Labour mortgage changes could trigger new market crash warns expert | Personal Finance | Finance


Britain is sleepwalking into another financial crisis, an expert is warning, as Labour’s push to relax mortgage rules threatens to unleash a new wave of reckless lending.

Regulators have been called on to loosen lending restrictions in a bid to kickstart the housing market and boost home ownership – but critics fear the move could unravel hard-won protections brought in after the 2008 crash.

In scenes that could be reminiscent of the run-up to the global financial meltdown, lenders are already scrapping safeguards and throwing cash at borrowers with ever-smaller deposits and income multiples.

Santander led the charge last month, easing stress tests that ensure buyers can cope if interest rates rise. That tweak alone could allow borrowers to take on tens of thousands more debt – with Halifax and BM Solutions quickly following suit.

At the same time, high street giants including Nationwide, NatWest, and Barclays have begun handing out mortgages worth up to six times a borrower’s salary – a sharp rise from the more cautious 4.5 times norm that’s kept the market stable in recent years.
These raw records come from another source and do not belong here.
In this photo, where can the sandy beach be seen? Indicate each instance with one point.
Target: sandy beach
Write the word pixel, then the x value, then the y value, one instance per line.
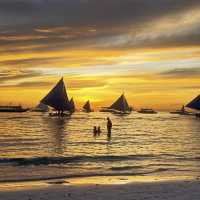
pixel 79 190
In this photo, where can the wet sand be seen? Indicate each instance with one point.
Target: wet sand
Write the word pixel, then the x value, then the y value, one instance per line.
pixel 90 190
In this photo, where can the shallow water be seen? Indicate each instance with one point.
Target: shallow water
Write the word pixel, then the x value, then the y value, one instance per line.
pixel 35 146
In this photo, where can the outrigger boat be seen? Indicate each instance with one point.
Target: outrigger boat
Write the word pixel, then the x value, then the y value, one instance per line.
pixel 182 111
pixel 120 106
pixel 87 107
pixel 57 99
pixel 73 108
pixel 195 104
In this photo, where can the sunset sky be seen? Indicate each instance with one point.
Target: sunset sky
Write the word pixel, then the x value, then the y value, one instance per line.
pixel 148 49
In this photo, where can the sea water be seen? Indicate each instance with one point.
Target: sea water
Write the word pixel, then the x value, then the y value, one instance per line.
pixel 35 146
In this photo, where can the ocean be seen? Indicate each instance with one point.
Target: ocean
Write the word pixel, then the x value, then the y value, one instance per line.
pixel 34 146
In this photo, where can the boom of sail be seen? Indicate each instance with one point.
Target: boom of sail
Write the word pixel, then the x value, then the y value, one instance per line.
pixel 87 107
pixel 195 103
pixel 41 108
pixel 57 98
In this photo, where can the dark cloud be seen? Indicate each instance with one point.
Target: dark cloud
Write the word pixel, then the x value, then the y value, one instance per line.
pixel 65 24
pixel 88 12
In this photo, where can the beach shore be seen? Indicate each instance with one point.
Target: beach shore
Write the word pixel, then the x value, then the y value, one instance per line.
pixel 90 190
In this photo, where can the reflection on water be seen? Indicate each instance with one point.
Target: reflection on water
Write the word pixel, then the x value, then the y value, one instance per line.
pixel 140 144
pixel 57 134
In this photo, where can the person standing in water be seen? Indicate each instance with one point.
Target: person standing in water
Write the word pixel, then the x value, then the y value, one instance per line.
pixel 109 126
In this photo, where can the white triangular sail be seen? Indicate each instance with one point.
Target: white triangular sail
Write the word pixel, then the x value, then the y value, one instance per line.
pixel 57 98
pixel 121 104
pixel 87 107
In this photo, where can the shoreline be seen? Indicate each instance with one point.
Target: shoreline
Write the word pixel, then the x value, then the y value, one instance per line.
pixel 113 188
pixel 91 180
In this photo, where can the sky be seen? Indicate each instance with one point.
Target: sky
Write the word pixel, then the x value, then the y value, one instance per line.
pixel 147 49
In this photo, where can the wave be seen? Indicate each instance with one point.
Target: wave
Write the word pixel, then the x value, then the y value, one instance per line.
pixel 73 159
pixel 83 175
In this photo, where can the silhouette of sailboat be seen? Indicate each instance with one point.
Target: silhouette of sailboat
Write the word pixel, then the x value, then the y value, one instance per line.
pixel 120 106
pixel 195 104
pixel 41 108
pixel 57 98
pixel 72 105
pixel 87 107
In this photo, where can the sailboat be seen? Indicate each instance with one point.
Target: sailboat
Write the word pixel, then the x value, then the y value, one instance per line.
pixel 181 111
pixel 195 104
pixel 41 108
pixel 72 105
pixel 120 106
pixel 87 107
pixel 57 99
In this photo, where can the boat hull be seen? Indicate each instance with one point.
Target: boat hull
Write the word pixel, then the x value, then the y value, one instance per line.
pixel 16 111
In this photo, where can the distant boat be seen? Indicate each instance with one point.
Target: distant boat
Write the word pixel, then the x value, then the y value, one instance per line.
pixel 182 111
pixel 87 107
pixel 120 106
pixel 12 109
pixel 57 98
pixel 41 108
pixel 195 104
pixel 72 105
pixel 147 111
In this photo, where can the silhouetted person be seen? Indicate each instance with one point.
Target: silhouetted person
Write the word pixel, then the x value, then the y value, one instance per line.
pixel 99 130
pixel 109 126
pixel 95 131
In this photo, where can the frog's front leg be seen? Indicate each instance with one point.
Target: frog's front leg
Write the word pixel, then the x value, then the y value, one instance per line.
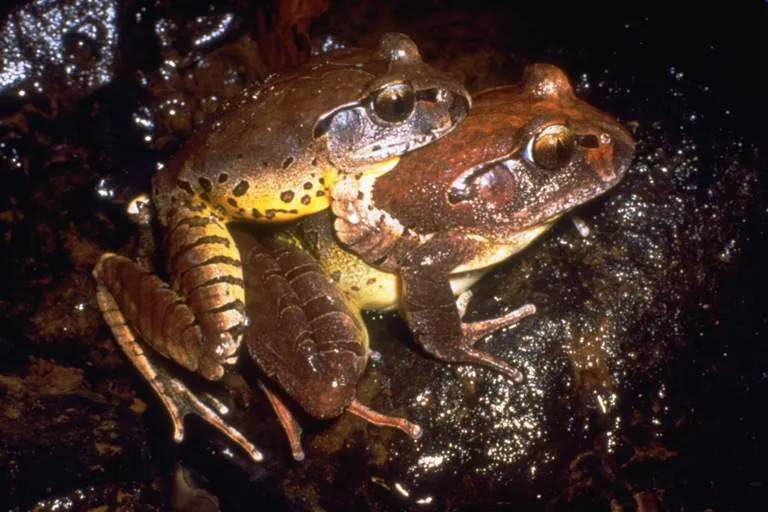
pixel 435 316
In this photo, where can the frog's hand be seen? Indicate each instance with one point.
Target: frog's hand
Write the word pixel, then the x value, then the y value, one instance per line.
pixel 433 314
pixel 176 397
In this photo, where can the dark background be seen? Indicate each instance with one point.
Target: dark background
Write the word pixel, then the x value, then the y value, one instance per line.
pixel 646 366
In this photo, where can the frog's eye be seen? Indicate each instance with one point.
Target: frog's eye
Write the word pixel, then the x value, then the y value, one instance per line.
pixel 394 103
pixel 551 148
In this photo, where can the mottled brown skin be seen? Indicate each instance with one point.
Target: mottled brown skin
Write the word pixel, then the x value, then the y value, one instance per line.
pixel 274 152
pixel 271 156
pixel 422 233
pixel 524 156
pixel 304 334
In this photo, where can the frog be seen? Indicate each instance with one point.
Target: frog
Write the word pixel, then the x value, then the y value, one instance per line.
pixel 269 157
pixel 416 238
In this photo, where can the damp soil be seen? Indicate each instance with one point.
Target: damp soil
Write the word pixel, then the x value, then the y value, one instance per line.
pixel 645 366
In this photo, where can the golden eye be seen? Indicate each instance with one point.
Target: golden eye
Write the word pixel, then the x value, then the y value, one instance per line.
pixel 394 103
pixel 552 148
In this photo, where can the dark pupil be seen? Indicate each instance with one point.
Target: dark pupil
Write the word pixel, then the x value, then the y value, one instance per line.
pixel 397 105
pixel 552 151
pixel 394 105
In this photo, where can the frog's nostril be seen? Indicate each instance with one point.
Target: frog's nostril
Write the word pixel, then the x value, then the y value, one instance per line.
pixel 589 141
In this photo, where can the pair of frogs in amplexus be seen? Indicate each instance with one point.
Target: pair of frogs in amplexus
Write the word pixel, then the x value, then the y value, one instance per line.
pixel 402 191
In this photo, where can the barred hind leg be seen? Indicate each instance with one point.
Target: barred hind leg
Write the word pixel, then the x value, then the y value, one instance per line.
pixel 200 326
pixel 175 396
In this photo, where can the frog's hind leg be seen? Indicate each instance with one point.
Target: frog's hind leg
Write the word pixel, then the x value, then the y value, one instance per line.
pixel 287 421
pixel 436 317
pixel 306 336
pixel 176 397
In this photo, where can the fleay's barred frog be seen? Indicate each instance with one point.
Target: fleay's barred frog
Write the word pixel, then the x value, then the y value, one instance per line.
pixel 421 234
pixel 272 156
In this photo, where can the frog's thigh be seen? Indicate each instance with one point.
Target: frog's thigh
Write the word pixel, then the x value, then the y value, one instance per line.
pixel 434 318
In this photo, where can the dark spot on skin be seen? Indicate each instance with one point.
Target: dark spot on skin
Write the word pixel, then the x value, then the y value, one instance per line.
pixel 184 185
pixel 241 188
pixel 205 184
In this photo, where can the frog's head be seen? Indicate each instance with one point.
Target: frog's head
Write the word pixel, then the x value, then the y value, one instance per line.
pixel 404 106
pixel 525 155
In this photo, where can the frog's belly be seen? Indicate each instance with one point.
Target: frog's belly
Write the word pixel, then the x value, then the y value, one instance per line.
pixel 380 291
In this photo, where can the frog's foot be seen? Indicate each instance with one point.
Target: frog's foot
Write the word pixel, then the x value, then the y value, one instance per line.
pixel 436 320
pixel 165 320
pixel 288 422
pixel 177 398
pixel 475 331
pixel 371 416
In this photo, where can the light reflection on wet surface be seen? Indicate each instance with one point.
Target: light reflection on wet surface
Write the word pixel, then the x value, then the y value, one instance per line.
pixel 615 291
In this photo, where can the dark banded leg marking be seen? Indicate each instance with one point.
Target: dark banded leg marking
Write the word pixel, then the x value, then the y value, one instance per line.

The number of low-deposit deals has soared. There are now 442 mortgage offers available with just a 5% deposit, more than double the number a year ago, according to Moneyfacts. Deals for 10% deposits are also booming.

Experts warn this dash for growth could backfire disastrously. “We’re unlearning the lessons of the financial crisis,” said Andrew Whishart, of Berenberg.

He told the Telegraph: “The risk is people borrow more, house prices surge, and when interest rates rise again, they’ll be exposed. It’s a recipe for a housing bubble.”

The shift comes after Chancellor Rachel Reeves rewrote the rules for regulators – demanding the Financial Conduct Authority (FCA) prioritise economic growth alongside consumer protection. The FCA has since issued fresh guidance urging lenders to take a more ‘flexible’ approach.

The rules in question were brought in post-2008 to stop people taking out loans they couldn’t afford. One key measure – the stress test – assesses whether buyers can still repay if interest rates spike. Until 2022, this buffer stood at three percentage points. It’s now down to just one.

And with rates still volatile following the Liz Truss mini-Budget, many fear that scrapping these checks now would be madness.

The Treasury has not issued any public comment on the rumoured proposals. However, it is encouraging city watchdogs at the Financial Conduct Authority to relax red tape around borrowing and investing. It is thought the FCA will back a relaxation of lending restrictions.